Update: Google responded to our request for comment by saying that 8K video has been supported since 2010, but that labeling for 8K video (the 4320p/8K quality setting like pictured above) was added “earlier this year.” We’re not sure how long ago they really mean, but a simple search on Reddit shows threads about the new label surfacing just over the past few days (Marques Brownlee also noticed it today), so there’s reason to believe it was a recent change.

It may seem a bit excessive to most of us, but it seems that playback of 4320p, 8K video is now possible on YouTube. The playback works in Chrome (although most consumers can barely play 4K at 60fps as it is), but YouTube doesn’t have any official announcement yet mentioning 8K video playback support…

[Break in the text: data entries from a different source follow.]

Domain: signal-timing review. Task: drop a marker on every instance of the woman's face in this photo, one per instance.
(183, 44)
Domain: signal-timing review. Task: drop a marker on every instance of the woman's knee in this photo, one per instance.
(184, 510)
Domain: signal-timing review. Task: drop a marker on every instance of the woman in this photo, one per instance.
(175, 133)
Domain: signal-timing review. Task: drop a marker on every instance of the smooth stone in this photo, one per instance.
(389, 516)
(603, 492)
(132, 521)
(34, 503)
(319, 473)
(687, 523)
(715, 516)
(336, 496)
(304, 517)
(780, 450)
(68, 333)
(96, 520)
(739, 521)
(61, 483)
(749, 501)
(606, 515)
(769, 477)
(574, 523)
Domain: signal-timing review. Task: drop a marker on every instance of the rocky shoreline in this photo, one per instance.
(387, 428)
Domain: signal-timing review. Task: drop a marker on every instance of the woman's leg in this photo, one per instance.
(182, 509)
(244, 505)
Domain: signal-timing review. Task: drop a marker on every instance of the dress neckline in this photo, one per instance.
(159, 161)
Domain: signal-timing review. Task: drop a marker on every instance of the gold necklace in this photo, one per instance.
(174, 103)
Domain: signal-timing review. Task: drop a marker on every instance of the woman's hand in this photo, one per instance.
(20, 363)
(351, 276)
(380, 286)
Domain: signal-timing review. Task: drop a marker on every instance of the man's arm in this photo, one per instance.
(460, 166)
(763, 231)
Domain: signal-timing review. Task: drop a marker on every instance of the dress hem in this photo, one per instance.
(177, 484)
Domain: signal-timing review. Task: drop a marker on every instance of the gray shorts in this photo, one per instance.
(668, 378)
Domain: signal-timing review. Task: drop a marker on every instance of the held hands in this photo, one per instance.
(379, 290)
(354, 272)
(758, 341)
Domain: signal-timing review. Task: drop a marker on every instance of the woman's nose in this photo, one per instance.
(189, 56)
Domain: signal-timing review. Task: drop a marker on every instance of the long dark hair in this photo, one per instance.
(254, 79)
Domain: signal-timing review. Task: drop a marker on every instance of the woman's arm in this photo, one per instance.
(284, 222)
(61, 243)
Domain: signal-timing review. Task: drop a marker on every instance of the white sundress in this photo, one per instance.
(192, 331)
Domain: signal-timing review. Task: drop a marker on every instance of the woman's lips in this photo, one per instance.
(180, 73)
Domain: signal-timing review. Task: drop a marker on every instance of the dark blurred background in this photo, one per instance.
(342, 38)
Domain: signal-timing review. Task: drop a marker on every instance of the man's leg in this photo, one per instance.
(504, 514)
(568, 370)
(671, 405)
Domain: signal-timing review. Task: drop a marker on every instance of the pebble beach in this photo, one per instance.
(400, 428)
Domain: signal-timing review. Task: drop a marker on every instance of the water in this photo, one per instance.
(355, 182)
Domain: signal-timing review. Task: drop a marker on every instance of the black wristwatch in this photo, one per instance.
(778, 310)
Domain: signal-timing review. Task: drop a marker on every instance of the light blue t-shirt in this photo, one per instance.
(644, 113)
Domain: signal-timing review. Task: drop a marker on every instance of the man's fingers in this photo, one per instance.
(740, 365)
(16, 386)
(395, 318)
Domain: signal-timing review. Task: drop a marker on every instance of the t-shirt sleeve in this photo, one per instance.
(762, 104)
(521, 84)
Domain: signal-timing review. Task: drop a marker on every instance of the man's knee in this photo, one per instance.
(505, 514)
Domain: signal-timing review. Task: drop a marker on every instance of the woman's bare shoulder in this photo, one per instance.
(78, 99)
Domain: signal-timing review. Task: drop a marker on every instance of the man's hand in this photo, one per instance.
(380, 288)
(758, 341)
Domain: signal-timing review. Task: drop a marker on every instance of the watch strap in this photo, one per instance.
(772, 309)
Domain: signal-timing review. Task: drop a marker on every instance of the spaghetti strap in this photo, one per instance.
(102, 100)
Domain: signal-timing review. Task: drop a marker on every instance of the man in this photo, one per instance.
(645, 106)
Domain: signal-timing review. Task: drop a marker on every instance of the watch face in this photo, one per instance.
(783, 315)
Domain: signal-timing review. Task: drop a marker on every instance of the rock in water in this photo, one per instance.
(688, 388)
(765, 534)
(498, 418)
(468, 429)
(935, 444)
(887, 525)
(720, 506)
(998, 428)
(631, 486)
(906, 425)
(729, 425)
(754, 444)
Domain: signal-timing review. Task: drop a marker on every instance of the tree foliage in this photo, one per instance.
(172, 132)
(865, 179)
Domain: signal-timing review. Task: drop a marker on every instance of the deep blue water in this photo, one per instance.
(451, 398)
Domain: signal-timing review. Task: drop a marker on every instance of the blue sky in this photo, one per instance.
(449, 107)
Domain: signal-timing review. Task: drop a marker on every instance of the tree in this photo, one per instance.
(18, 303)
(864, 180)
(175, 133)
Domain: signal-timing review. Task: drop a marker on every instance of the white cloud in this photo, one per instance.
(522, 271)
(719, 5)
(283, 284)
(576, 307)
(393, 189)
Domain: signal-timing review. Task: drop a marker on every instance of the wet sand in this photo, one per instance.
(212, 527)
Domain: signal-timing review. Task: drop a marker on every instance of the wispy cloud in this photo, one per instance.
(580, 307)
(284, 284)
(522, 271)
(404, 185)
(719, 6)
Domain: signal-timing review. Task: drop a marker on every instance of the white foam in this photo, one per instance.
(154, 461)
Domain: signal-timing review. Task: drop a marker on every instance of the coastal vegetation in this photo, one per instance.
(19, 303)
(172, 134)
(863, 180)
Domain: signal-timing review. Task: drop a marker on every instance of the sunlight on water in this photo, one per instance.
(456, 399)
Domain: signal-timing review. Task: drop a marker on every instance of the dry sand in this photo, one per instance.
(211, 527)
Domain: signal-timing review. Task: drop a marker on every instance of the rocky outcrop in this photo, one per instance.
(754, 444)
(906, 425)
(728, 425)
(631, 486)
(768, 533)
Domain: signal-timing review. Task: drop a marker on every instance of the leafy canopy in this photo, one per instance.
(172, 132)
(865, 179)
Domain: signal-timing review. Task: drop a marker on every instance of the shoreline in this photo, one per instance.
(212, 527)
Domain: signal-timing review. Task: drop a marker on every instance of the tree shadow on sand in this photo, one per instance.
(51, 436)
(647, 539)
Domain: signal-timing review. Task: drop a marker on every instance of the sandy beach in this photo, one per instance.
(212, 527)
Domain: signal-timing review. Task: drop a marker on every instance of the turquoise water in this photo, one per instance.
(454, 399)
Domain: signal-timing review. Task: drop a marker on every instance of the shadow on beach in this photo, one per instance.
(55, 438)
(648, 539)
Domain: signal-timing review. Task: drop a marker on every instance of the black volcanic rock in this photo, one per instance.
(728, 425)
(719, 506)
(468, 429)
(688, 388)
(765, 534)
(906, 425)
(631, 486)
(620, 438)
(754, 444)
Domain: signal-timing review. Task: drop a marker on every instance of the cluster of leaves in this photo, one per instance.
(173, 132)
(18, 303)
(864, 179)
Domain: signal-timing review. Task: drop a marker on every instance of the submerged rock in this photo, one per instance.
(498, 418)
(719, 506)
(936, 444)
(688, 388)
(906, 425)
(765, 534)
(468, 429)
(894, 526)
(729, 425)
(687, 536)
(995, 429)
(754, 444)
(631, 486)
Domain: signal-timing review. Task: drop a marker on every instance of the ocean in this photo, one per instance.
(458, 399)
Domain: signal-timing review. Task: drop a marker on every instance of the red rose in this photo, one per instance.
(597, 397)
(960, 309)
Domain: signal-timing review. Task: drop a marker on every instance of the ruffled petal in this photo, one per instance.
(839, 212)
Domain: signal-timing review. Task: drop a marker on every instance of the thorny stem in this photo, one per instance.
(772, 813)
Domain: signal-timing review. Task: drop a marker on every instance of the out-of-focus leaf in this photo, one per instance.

The video above, called “Ghost Towns” and uploaded just yesterday, was filmed on a RED Epic Dragon 6K in portrait orientation and then stitched together in Adobe After Effects. To meet the 7.6K standard, some shots were simply scaled up by 125% from 6.1K. There are only a handful of 8K cameras available, and even still most won’t even arrive in the hands of customers until late 2015. Here are four of them:

  • AH-4800, a camera capable of recording in 8k resolution. Unveiled by Astro Design on April 6, 2013.
  • RED 8K Weapon Vista Vision arrives at the end of 2015, sporting an 8192×4320 that shoots 8K at 60 fps in full-sensor mode, or at up to 75 fps in a scope (2.40:1) frame format. Unveiled at the National Association of Broadcasters 2015.
  • Ikegami SHK-810 8K UHDTV camera. Unveiled at the National Association of Broadcasters 2015.
  • Hitachi SK-UHD8060. Unveiled at the National Association of Broadcasters 2015.

When it comes to resolution and the ability of consumers to play high-resolution content like this at a high enough frame-rate to be watchable, YouTube faces a chicken and egg problem. Without 8K content, there’s less incentive to buy hardware which supports the playback of it, and without hardware that supports 8K video there’s less incentive to produce and share it. Also keep in mind that to completely remove the pixelation effect from virtual reality video, screen resolution will likely have to go far beyond the resolution of 4K. And we all know how interested Google is in VR.

It’s very possible that this is the first time we’re seeing 8K video playable on YouTube simply because, as mentioned, there aren’t many cameras capable of shooting in that resolution. We’re waiting to hear back from Google on a request for comment.